これは、下記のPowerShellで仮想マシンを作成するときにも当てはまります。
ある程度Hyper-Vを利用していると、自分なりの仮想マシンの設定パターンというものができてきます。
そのような方は「仮想マシンの新規作成ウィザード」で設定するほうが、あとから設定を変更する手間が少ないです。
PowerShellコマンドレットで作成
複数台の仮想マシンを一括作成したいときなどは、PowerShellコマンドレットで仮想マシンを作成するのが便利です。
PowerShellコマンドレットで仮想マシンを作成するときは、管理者としてPowerShellを起動して、次のようにコマンドを実行します。

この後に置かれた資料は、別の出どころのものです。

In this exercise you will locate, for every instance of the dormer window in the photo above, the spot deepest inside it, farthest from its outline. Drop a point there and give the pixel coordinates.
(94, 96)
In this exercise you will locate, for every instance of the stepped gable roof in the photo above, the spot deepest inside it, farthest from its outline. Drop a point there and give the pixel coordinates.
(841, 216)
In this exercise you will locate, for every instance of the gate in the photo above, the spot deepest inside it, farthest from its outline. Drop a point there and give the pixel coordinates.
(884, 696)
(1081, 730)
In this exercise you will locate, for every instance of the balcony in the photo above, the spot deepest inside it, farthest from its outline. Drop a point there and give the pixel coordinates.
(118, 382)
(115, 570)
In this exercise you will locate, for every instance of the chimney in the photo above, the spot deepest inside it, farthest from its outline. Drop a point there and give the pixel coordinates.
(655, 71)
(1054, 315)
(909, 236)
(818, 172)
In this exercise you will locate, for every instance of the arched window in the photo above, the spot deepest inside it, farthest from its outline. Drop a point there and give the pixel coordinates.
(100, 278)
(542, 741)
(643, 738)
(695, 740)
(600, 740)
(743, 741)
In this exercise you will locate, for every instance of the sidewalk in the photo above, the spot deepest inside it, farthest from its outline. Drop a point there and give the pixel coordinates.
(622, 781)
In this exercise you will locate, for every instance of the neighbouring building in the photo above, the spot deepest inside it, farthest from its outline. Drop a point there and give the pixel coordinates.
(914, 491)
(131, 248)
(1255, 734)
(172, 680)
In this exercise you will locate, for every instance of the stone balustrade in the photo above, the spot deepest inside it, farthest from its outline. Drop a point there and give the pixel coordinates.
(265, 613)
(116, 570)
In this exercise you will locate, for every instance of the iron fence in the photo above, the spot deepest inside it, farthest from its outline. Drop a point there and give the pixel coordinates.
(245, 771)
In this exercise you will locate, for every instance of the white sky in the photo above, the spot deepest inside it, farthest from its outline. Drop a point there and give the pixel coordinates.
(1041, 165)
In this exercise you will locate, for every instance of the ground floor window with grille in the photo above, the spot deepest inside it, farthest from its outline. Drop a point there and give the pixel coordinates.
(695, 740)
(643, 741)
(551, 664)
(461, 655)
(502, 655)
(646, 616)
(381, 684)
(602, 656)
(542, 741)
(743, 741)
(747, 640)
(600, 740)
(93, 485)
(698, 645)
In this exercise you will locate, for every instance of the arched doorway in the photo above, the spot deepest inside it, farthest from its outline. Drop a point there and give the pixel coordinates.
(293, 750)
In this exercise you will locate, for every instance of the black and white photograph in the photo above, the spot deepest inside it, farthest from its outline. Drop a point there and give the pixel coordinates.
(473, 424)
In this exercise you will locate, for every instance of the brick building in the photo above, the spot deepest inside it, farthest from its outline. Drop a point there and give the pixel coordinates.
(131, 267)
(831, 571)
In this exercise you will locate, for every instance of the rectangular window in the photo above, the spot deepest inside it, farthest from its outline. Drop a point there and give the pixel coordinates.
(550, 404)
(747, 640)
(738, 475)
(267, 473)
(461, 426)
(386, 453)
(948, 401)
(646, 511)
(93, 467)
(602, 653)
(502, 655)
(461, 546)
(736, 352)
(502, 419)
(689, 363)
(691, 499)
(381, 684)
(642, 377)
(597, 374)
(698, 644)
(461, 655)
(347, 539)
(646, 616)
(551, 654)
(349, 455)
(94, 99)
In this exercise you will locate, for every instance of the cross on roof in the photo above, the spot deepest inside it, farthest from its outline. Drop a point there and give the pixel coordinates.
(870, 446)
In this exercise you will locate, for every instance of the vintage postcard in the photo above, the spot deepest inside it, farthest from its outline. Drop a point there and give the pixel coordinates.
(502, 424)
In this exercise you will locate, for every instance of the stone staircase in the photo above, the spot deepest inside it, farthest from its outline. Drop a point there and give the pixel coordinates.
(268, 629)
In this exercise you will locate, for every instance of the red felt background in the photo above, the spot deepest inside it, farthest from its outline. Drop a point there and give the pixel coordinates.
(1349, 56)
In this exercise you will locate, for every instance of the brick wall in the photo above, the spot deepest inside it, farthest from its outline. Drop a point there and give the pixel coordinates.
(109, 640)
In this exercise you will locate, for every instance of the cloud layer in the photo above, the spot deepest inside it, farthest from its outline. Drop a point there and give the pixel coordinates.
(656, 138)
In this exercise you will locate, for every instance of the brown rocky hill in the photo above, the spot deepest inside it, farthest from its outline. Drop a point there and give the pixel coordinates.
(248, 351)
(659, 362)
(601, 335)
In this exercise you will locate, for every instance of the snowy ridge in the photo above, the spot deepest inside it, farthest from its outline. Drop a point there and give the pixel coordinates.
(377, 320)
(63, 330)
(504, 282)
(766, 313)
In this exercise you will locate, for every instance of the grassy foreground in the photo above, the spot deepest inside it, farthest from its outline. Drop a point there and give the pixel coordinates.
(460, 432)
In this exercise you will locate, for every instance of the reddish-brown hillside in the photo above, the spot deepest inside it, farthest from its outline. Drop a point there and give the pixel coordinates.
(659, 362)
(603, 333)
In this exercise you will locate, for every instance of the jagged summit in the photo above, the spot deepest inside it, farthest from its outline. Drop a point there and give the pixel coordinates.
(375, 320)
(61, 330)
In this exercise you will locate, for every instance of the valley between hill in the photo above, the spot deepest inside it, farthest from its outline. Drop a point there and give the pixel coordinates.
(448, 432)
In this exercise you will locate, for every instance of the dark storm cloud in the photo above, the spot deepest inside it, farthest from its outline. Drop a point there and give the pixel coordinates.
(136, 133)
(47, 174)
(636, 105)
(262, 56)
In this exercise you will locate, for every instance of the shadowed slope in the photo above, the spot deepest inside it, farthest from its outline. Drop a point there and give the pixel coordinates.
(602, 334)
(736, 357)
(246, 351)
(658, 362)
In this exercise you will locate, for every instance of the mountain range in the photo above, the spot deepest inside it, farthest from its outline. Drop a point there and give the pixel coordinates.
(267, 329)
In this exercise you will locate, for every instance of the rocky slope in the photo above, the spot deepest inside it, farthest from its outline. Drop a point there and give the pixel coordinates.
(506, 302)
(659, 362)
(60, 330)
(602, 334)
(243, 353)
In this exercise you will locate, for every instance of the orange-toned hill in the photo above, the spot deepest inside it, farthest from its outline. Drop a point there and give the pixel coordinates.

PS C:\> New-VM -Name "Win10VM1" -MemoryStartupBytes 4GB -NewVHDPath Win10VM.vhdx -NewVHDSizeBytes 20GB -Generation 2 -Switch "Default Switch"

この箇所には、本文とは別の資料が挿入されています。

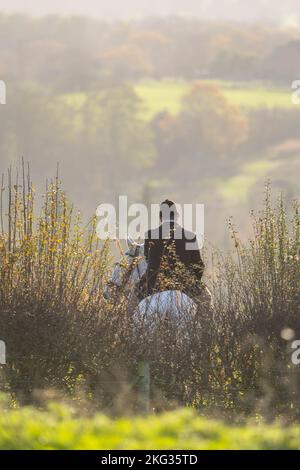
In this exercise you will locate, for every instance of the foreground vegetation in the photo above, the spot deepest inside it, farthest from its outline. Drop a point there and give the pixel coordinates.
(62, 334)
(57, 428)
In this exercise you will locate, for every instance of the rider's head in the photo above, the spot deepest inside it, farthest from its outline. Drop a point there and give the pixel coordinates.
(168, 211)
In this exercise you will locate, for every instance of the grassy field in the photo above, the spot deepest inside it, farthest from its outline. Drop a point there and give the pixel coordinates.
(167, 94)
(57, 428)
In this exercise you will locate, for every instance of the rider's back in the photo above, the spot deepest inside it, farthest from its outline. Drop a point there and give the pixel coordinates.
(173, 257)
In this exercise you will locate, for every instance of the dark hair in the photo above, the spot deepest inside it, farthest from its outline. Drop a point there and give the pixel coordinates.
(170, 205)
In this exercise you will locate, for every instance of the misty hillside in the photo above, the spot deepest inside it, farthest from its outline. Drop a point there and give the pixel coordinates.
(264, 10)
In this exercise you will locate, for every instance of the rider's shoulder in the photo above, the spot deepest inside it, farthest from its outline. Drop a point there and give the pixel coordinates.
(188, 235)
(152, 234)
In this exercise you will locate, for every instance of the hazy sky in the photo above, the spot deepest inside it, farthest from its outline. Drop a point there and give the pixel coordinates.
(264, 10)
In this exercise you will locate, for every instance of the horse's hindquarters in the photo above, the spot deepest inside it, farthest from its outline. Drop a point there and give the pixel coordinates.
(173, 304)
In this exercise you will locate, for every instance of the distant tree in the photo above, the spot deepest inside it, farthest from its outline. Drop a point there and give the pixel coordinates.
(209, 122)
(119, 142)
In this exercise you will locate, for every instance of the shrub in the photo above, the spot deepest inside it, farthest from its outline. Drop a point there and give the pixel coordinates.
(61, 334)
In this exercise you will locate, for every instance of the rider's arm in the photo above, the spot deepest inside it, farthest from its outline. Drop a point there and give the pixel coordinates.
(146, 246)
(196, 261)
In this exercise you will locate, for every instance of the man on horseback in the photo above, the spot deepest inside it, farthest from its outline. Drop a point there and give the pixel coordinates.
(173, 257)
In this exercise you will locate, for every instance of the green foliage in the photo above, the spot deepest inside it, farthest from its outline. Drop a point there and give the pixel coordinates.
(58, 428)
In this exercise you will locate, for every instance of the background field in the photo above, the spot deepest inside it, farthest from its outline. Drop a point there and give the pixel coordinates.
(166, 95)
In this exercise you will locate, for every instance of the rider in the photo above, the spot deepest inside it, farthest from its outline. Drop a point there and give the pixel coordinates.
(172, 255)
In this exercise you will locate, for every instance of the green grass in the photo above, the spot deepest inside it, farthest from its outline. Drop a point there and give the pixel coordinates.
(236, 189)
(160, 95)
(167, 95)
(57, 428)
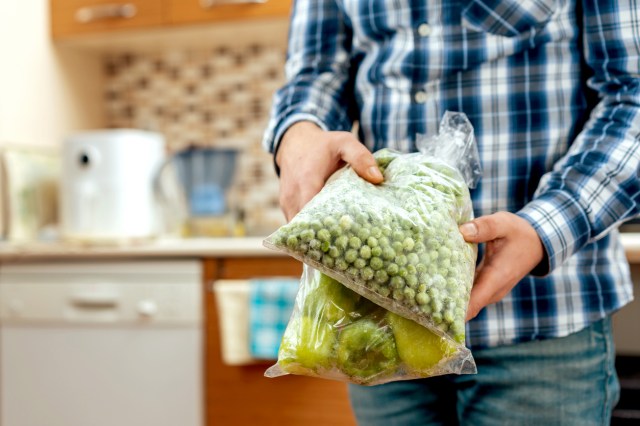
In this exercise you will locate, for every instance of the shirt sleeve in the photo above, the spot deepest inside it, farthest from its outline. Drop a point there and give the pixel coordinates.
(596, 185)
(317, 71)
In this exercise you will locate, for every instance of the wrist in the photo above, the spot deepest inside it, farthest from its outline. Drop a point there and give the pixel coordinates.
(298, 131)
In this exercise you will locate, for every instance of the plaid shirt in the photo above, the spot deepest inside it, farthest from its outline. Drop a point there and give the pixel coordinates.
(553, 91)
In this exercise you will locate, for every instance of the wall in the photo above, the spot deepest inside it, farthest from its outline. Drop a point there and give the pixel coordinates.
(45, 92)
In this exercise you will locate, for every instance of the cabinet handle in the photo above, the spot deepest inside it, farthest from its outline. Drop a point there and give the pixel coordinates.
(208, 4)
(100, 12)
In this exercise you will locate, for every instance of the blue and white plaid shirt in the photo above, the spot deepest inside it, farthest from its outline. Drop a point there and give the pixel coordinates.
(553, 91)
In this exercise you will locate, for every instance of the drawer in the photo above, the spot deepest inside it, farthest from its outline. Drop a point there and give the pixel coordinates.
(72, 17)
(194, 11)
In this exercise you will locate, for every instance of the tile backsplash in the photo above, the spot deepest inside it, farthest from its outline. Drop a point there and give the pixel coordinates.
(218, 97)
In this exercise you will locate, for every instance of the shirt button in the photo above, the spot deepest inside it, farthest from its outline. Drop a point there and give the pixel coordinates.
(424, 30)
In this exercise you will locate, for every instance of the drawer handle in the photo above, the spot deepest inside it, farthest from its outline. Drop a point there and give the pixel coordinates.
(208, 4)
(101, 12)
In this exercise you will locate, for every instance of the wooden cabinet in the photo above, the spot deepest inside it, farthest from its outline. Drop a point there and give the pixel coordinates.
(199, 11)
(241, 395)
(78, 17)
(73, 18)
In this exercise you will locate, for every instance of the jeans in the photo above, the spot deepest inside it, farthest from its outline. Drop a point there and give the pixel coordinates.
(565, 381)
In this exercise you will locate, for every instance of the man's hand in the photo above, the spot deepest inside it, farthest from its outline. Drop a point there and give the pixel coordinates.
(308, 156)
(513, 249)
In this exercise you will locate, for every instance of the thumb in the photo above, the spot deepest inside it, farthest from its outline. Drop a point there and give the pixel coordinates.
(360, 159)
(483, 229)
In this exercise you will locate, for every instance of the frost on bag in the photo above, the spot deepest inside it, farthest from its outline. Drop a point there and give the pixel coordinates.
(397, 243)
(335, 333)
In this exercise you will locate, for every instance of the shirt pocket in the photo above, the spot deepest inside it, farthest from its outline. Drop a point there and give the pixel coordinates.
(507, 18)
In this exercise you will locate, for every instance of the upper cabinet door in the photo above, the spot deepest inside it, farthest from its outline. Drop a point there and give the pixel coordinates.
(202, 11)
(76, 17)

上のコマンドでは、次の設定で仮想マシンを作成しています。
設定項目 | 設定値 |
---|---|
仮想マシン名 | Win10VM |
メモリ | 4GB |
仮想ハードディスク名 | Win10VM.vhdx |
仮想ハードディスクサイズ | 容量可変の拡張仮想ハードディスク(最大20GB) |
仮想マシンの世代 | 第2世代 |
仮想ネットワーク | 「Default Switch」に接続 |
以下の画面のように作成した仮想マシンの状態が表示されれば、正常に作成されています。

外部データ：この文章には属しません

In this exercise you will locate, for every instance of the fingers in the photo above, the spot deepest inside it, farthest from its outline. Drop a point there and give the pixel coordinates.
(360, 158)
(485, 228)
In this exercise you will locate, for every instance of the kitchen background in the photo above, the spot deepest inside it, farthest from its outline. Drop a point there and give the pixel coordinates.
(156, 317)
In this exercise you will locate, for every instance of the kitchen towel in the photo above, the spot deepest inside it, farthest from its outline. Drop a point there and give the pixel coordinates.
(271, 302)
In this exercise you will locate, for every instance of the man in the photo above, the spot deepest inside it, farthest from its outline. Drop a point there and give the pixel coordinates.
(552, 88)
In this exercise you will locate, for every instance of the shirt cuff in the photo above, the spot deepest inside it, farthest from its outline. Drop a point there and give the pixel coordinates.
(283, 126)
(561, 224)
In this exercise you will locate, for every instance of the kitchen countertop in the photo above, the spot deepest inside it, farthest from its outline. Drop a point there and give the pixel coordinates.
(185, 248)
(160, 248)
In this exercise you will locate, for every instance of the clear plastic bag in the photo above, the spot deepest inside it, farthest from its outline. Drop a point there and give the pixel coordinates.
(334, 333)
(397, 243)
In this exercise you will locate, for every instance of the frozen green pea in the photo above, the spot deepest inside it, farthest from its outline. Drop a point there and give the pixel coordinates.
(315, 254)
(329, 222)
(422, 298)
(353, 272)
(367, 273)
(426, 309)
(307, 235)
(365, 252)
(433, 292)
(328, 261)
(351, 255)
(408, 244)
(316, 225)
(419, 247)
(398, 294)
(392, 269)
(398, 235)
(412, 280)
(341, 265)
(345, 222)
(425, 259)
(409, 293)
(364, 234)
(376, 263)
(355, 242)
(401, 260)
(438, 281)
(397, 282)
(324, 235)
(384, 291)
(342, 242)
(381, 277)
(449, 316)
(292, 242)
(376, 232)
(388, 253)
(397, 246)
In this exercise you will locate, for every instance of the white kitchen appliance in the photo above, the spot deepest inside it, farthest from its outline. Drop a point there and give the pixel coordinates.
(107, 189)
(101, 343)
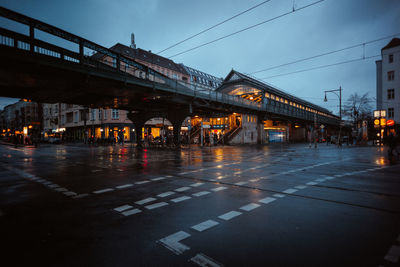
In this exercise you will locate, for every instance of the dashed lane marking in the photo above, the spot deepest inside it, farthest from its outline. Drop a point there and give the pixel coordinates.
(131, 212)
(156, 205)
(124, 186)
(179, 199)
(204, 225)
(146, 200)
(103, 191)
(300, 187)
(290, 191)
(70, 194)
(122, 208)
(229, 215)
(158, 178)
(249, 207)
(196, 184)
(182, 189)
(143, 182)
(172, 242)
(166, 194)
(219, 188)
(267, 200)
(61, 189)
(204, 261)
(202, 193)
(81, 196)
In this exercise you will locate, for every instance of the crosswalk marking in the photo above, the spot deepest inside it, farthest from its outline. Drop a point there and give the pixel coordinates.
(202, 193)
(146, 200)
(179, 199)
(249, 207)
(156, 205)
(166, 194)
(204, 225)
(229, 215)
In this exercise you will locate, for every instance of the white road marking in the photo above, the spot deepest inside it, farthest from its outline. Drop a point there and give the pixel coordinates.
(204, 225)
(103, 191)
(81, 196)
(124, 186)
(69, 193)
(229, 215)
(267, 200)
(202, 193)
(143, 182)
(156, 205)
(166, 194)
(290, 191)
(204, 261)
(179, 199)
(131, 212)
(196, 184)
(219, 188)
(158, 179)
(61, 189)
(172, 242)
(300, 187)
(146, 200)
(122, 208)
(181, 189)
(250, 207)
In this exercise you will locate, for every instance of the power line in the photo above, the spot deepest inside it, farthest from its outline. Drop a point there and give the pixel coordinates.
(327, 53)
(320, 67)
(214, 26)
(247, 28)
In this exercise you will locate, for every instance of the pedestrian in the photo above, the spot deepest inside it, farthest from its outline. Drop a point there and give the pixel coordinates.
(392, 144)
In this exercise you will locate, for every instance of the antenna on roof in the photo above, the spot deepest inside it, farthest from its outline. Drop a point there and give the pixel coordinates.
(133, 45)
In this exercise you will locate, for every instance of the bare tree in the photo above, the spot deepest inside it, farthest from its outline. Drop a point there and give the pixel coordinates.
(358, 108)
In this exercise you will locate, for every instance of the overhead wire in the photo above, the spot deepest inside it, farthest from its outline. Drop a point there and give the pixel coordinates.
(322, 66)
(327, 53)
(247, 28)
(214, 26)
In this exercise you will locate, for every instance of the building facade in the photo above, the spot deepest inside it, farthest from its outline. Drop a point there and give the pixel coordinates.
(388, 81)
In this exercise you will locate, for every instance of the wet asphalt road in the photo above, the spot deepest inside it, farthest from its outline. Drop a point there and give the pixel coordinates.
(232, 206)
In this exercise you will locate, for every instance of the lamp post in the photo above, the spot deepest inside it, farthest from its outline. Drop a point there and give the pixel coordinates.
(340, 106)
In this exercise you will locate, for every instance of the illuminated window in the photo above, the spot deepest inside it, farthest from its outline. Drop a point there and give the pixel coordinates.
(390, 112)
(390, 75)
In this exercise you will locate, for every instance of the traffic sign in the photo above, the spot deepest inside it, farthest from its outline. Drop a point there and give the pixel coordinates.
(390, 122)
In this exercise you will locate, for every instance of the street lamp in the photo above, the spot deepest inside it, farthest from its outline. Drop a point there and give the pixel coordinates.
(340, 106)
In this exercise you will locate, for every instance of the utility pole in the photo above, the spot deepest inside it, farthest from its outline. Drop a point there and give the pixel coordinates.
(340, 107)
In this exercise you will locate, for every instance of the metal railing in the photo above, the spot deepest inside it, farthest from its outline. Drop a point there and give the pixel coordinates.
(107, 59)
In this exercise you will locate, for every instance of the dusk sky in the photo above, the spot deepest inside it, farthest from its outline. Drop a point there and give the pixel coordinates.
(323, 27)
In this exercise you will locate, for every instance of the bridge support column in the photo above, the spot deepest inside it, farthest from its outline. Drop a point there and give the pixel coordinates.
(176, 117)
(138, 121)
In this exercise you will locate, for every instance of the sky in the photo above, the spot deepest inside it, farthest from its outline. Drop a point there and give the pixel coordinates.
(323, 27)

既存の仮想ハードディスクを使って仮想マシンを作成するときは、次のようにコマンドを実行します。
PS C:\> New-VM -Name "Win10VM1" -VHDPath Win10VM1.vhdx -MemoryStartupBytes 4GB -SwitchName "Default Switch" -Generation 2
動的メモリを有効化するときは、仮想マシンを作成した後に次のコマンドを実行します。
PS C:\> Set-VMMemory "Win10VM1" -DynamicMemoryEnabled $true
仮想プロセッサ数を指定するときは、仮想マシンを作成した後に次のコマンドを実行します。
PS C:\> Set-VMProcessor "Win10VM1" -Count <仮想プロセッサ数>
仮想DVDドライブにISOファイルをマウント
仮想DVDドライブにISOファイルをマウントするときは、仮想マシンの世代により実行するコマンドが異なります。
第1世代の場合
PS C:\> Set-VMDVDDrive "Win10VM1" -Path <ISOファイルのフルパス>
第2世代の場合
PS C:\> Add-VMDvdDrive "Win10VM1" -Path <ISOファイルのフルパス>
仮想DVDドライブをブート順の最上位に設定
仮想マシンのブート順でDVDドライブを最上位に設定するには、次のようにコマンドを実行します。
PS C:\> Set-VMFirmware "Win10VM1" -FirstBootDevice (Get-VMDvdDrive "Win10VM1")
あとがき
状況に応じて、GUI操作で作成・PowerShellコマンドレットで作成と使い分ければ、より効率的に仮想マシンを作成できますよ。